LANGUAGE
Language is a conventional code of symbols that allows a sender to formulate a message that can be understood by a receiver.
Symbol – a sign that stands for smth. else, like the national flag or the blindfolded lady with the sword and scales.
Natural signs: clouds that will cause the rain.
Artificial (social) signs: red traffic light: stop.
Language – convention: communication is only possible because symbols and the way they are put together have a shared meaning.
Human use of symbolism enables us separate the representation (word picture) from the reality it represents or refers to and to move from the specific and concrete to the general (“dog” refers to a category, not just Shurik) and the abstract (information, honour, process) – and therefore to communicate about things far away in time or space, to think and communicate abstractly, to generalize, classify, define objects and idea, to give and receive thoughts, to build up knowledge.
The meaning of the word also might depend on its function.
The functions of the language
Representative – to describe the world by asserting that such and such is the case. For ex., the referee bit the player.
Expressive – to express feelings or to evoke them.
Directive – to cause or prevent a particular action. “It’s a bit noisy here” is a polite form of “Shut up”.
Ceremonial – biding people. “How do you do”, “It was a lovely party”. (“Dos and taboos around the world”).
Performative – words transform reality by the very fact of their utterance. “I declare you man and wife”.
It is worth noting, that only in the case of representative function, truth or falsity can be attributed to the statements. Most of the time we use language to perform more than one function and the task of the hearer is to decide which one is intended or predominant.
Plato dialogue
Meaning exercise (“Lessons from around the world”)
How we see things is strongly influenced by our language and our seeing also makes influence on our thinking. Therefore, our thinking can not be separated from our language and even we could say that our language limits our thinking.
Language as reflecting thought
If we study language closely, we can learn a lot about what individuals think, how they see things, what values they hold, even what kind of people they are.
By reflecting what we value and how we perceive life, our words act as reinforces of those values. And if we get into the habit of using words with powerfully negative, disparaging associations, we reveal certain attitudes. Words like Niger, gay, etc. are not value-neutral.
Miss or Mrs.: language simply reflected the long held belief that a woman’s marital status was one of the most important things about her; whereas a man’s marital status was irrelevant.
Just as language can give us insight into individuals, so it can reveal information about groups. Has it ever occurred to you, for example, that we have only one word for snow and for camel? If you were an Eskimo or an Arab you would need a lot of words for them. In fact, Eskimos have a separate word for each kind of snow: soft snow, hard-packed snow, etc. And Arabic has over five thousand different names for camel, names that point up most minute differences of age, sex, and bodily structure.
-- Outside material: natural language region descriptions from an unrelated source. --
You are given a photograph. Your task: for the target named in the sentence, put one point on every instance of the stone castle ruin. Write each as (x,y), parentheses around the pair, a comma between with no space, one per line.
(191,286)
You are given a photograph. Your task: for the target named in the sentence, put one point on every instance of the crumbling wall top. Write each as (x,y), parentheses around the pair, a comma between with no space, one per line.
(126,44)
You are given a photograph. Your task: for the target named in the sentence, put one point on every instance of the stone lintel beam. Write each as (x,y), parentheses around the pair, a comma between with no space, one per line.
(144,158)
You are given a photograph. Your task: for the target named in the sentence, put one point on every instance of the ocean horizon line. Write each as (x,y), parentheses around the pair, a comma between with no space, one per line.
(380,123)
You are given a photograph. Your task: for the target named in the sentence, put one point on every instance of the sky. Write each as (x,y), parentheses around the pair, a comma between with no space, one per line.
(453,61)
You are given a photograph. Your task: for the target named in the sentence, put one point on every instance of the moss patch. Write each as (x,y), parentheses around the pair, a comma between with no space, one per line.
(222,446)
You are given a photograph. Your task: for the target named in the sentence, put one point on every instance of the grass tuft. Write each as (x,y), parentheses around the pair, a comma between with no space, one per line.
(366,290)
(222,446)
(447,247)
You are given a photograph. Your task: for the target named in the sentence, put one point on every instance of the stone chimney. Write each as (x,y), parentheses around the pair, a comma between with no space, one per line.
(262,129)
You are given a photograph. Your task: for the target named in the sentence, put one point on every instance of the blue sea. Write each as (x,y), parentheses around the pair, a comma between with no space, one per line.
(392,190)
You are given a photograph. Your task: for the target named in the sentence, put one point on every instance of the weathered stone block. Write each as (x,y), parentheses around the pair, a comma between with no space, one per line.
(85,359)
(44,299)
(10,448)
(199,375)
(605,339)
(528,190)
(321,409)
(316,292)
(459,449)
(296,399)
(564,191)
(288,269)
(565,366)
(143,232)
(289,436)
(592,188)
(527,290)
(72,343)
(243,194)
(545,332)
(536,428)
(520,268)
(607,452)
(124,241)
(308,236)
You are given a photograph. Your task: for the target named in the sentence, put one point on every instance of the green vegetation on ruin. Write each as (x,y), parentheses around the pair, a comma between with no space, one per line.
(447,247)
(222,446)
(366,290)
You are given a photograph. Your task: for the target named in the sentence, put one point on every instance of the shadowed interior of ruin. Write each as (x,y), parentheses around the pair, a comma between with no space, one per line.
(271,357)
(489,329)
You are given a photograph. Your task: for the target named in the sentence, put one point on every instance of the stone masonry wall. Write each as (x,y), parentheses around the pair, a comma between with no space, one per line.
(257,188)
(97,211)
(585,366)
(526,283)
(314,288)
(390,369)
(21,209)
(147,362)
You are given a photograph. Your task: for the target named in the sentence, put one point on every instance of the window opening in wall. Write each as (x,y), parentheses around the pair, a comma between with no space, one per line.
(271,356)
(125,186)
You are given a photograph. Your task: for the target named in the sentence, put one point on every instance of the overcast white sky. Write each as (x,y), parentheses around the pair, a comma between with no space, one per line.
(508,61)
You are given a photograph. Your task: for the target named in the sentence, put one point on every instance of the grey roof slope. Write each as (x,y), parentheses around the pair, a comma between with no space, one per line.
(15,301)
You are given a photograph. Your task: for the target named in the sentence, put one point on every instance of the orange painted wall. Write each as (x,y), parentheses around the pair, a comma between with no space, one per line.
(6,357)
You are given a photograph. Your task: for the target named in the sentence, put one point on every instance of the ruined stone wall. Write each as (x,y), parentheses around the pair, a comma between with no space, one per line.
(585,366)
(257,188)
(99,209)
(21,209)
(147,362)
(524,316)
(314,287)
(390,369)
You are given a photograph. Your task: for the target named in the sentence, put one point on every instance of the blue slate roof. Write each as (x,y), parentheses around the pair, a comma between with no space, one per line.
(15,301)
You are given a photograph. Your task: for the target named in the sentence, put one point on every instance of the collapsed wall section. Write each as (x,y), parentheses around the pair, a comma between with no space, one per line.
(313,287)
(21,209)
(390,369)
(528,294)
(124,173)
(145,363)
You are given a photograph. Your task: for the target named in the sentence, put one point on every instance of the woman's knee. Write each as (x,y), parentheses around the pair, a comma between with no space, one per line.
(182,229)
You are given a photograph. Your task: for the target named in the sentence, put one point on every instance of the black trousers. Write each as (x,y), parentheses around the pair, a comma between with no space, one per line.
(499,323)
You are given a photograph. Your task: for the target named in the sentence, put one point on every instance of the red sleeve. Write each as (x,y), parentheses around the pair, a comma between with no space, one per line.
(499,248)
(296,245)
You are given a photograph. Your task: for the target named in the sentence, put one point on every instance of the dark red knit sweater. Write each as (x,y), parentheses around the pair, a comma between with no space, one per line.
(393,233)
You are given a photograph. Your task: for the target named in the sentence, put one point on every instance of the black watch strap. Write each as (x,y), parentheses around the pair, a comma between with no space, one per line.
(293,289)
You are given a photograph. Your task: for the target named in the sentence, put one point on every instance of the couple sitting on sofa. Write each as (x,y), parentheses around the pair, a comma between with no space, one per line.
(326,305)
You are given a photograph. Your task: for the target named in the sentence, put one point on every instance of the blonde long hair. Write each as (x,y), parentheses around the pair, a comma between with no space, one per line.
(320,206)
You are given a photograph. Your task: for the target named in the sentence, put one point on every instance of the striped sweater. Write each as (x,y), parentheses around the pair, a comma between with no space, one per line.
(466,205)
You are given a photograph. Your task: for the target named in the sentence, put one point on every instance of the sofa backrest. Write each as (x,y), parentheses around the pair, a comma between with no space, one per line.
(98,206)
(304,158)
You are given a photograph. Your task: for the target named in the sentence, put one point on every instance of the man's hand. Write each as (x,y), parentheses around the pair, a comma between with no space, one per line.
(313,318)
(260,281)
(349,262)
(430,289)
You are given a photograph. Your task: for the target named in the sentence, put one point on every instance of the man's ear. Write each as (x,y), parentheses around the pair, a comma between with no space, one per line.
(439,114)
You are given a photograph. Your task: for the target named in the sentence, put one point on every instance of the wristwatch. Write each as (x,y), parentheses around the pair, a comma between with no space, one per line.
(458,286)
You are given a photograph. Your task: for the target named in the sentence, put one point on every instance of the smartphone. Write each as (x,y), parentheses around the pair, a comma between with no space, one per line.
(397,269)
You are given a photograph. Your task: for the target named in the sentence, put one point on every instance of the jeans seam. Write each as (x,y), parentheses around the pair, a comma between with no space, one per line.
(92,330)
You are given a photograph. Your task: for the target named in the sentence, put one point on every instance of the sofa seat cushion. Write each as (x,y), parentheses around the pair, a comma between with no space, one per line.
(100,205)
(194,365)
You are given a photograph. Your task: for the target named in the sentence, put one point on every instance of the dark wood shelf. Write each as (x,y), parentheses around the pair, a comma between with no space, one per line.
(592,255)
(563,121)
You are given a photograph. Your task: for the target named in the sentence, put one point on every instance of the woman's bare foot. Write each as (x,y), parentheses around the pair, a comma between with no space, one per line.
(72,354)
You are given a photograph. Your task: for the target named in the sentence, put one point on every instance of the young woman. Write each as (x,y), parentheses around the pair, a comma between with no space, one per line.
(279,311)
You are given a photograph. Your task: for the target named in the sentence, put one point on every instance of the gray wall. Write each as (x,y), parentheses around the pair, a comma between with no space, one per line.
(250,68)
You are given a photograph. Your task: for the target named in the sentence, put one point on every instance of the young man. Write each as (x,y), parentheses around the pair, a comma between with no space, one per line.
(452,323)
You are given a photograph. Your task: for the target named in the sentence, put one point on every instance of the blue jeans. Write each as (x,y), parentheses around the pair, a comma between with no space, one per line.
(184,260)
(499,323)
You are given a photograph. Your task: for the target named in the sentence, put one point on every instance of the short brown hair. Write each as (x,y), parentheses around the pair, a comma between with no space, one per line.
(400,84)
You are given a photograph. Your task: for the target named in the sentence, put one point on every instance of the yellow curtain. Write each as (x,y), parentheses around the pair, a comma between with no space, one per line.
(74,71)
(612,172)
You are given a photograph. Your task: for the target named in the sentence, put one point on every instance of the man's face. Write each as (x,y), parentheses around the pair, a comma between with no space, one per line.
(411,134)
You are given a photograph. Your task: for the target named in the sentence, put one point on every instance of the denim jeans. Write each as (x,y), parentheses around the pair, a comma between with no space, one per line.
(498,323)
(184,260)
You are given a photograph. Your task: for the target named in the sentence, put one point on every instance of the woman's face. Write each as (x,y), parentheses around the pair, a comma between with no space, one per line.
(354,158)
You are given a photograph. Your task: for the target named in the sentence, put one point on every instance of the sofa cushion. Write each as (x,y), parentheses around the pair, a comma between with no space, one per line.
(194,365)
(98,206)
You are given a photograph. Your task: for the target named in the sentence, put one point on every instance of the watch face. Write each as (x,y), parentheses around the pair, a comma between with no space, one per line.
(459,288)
The pozint is simple: the language of a people reflects how they see and think about things. It reveals their assumptions, biases and interests; it discloses what’s important and what’s trivial in their lives.
So, developing sensitivity to language and its usage can help foster valuable insights into others and us.
Language as influencing experience
Sometimes what purports to be strictly information carries with it an interpretation of the facts reported. If we are not careful, we can accept interpretation along with information. For ex., suppose a journalist wished to report the presence of 50.000 illegal aliens living in Los Angeles. The journalist might write “fifty thousands illegal emigrants are living in deserted buildings in Los Angeles”, or the journalist might write, “Fifty thousand illegal aliens are living are holed up in the warrens along the back alleys of lower Los Angeles”. Although both statements report essentially the same fact, the second gives you a different impression from the first.
Exercise of creating a story:
I) A guy, fallen in love;
poor family;
prison;
white-collar representative.
II) Exam;
2 days left;
half of the material learned.
III) Chechnya;
victims;
stability;
independence.
IV) starving family;
robbery;
imprisonment.
The implications of language’s impact on thought and subsequent experience are far reaching. For ex., once-polite words such as Negro and coloured have rapidly vanished from contemporary American language usage. With these words have disappeared their mental associations of separatism and inferiority. Replacing Negro and coloured is black, a descriptive term as neutral as white or red.
The same example is related with already mentioned distinction of Miss and Mrs. To those born into a society that uses exclusively Ms. To denote any female, such notions as the following might come more easily than if that society were using Mrs. or Miss:
1) that marriage does not mean the sacrifice of the woman’s personality on the altar of male egotism;
2) that the husband –wife relationship is not one of employer-employee;
3) that the unmarried
woman is not by definition a failure.
Naturally, language alone will not bring about these new attitudes, but it can help create a soil in which such attitudes grow.